When to Avoid Event Sourcing: Not Every Party Needs a Diary
As much as we'd love to make Event Sourcing the life of the party, it's not always the best guest for every occasion. Here's when it's better to opt for something else:
- Simplicity: If your application is as uncomplicated as a one-page novel, Event Sourcing might be like using a sledgehammer to crack a walnut. It's great for epic tales but overkill for short stories.
- Performance: Event Sourcing might seem too leisurely for applications that demand real-time updates. Due to eventual consistency, the data may be slightly outmoded
- Overhead: In read-focused systems, traditional databases may be more suited for your "need-it-now" attitude (building the projections would require some extra computing power)
- Learning Curve: Implementing Event Sourcing can be like learning a new language.
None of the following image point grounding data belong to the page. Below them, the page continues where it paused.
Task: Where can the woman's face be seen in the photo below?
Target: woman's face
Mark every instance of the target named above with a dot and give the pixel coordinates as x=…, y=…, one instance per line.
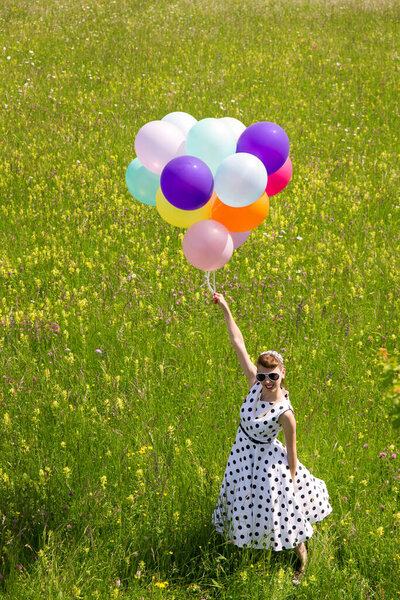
x=267, y=384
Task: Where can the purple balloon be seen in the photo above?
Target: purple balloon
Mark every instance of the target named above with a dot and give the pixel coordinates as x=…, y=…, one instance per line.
x=187, y=182
x=268, y=142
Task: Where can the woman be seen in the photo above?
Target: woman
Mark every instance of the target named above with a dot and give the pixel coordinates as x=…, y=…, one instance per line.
x=267, y=497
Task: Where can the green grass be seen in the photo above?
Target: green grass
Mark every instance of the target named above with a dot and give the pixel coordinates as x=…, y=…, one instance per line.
x=111, y=462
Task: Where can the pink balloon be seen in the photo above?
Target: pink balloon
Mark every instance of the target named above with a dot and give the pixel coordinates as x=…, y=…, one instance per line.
x=158, y=142
x=207, y=245
x=239, y=237
x=279, y=180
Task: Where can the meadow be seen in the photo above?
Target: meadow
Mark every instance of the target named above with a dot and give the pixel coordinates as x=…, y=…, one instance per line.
x=119, y=387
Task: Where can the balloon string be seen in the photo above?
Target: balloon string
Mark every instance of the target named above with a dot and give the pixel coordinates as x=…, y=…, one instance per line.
x=212, y=289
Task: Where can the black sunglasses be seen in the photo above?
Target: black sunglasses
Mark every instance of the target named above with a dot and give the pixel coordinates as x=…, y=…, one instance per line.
x=272, y=376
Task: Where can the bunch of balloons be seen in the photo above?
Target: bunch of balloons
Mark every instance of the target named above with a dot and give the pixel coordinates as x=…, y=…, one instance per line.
x=212, y=177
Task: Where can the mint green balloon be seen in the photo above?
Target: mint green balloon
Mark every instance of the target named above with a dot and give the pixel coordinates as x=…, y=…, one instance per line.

It's not something you can master overnight, so if your project is on a tight schedule or your team is new to this, be prepared for a learning adventure.
In short, shorter, shortest…
Event Sourcing is like the eccentric uncle who turns up quirky but surprisingly insightful at family gatherings. It offers a unique approach to managing data, providing complete auditability, temporal querying, scalability, flexibility, and fault tolerance. However, like any eccentric guest, it might not be the best fit for every occasion. So, choose Event Sourcing when the story is epic and complex, but feel free to opt for traditional methods when your tale is short and sweet. After all, the software world is diverse, and there's room for both diary keepers and straightforward note-takers. In the upcoming article, I'll share practical hints on implementing event-sourcing and CQRS in the Rails world.